Welcome! Lots of wisdom and experience on here - great value. 

What're the problems you speak of?


----------



## freshy (Nov 18, 2009)

Yeah welcome. Definitely no shortage of people who want to talk about anything related to snowboarding around here. Post away bud.


----------



## paracondroid (Aug 17, 2019)

so the problem that i'm talking about is the choice of a new board. i had the 2013 k2 happy hour for the past season, and words can't explain how much i liked it.. unfortunately i broke it towards the end of the season and i didn't have the chance to try out any other boards except for the k2 afterblack about which the people that rented it to me told me that it's meant to be the successor of the happy hour. the problem is that it didn't feel like it at all. it was a completely different board too stiff and not playfull at all.. so not having much knowledge about snowboards in general i started to study a little bit and also asked for some help from people who would know better than me.

first i asked angry snowboarder on youtube and based on the flat camber he suggested the following boards:
capita asymulator
gnu finest

than i called a very popular shop here in italy and based on the feeling of the snowboard and their experience testing boards, they suggested the following:
salomon villain (the best choice according to them)
drake urban
capita indoor survival

having studied something about the happy hour and boards in general i found that the most similar board might be:
nitro good times
capita ultrafear

the following ones are not that similar to the happy hour from what i found but seem to be very good choices for what i'm searching:
bataleon evil twin
capita horoscope

honorable mention:
nitro shtik (suggested by a friend of mine that doesn't really have much experience but he tried the board and he loved it).

so i will very much appreciate all of your advices but mostly from people that tried the happy hour and one of the above mentioned boards and if you can tell me if they feel anywhere similar or are completely different from my beloved happy hour. if you tried different boards than the ones i mentioned it's ok as long as you think they might be close to the happy hour.

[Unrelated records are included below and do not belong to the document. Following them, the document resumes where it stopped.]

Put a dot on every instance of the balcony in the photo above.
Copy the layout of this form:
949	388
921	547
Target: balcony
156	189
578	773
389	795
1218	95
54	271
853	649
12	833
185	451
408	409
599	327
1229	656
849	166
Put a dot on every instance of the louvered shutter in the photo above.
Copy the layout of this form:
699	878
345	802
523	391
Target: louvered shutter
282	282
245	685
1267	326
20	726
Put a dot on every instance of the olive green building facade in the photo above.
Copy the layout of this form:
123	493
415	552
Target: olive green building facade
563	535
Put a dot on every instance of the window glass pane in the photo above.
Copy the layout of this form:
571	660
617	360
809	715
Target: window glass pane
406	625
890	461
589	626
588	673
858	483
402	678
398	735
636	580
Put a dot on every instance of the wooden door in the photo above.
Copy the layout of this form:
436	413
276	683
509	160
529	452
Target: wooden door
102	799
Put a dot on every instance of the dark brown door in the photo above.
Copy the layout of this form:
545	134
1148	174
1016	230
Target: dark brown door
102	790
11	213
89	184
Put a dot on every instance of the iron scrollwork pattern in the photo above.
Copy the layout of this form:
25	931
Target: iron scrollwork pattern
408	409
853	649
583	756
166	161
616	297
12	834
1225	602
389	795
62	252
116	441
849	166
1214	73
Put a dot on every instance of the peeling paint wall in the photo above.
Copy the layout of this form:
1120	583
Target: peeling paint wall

other important information: i would use the board mostly in the park and when it snows in the backcountry... maybe i will get a powder board later on but now i'm focused on a park board.. my weigh is 67kg (147 lbs) and i'm 1,73m (5ft,6). i ride regular boards, don't need a wide.

btw.. sorry for the long post and for my english, i'm better at speaking than i am at writing XD. have a good day everybody!!


----------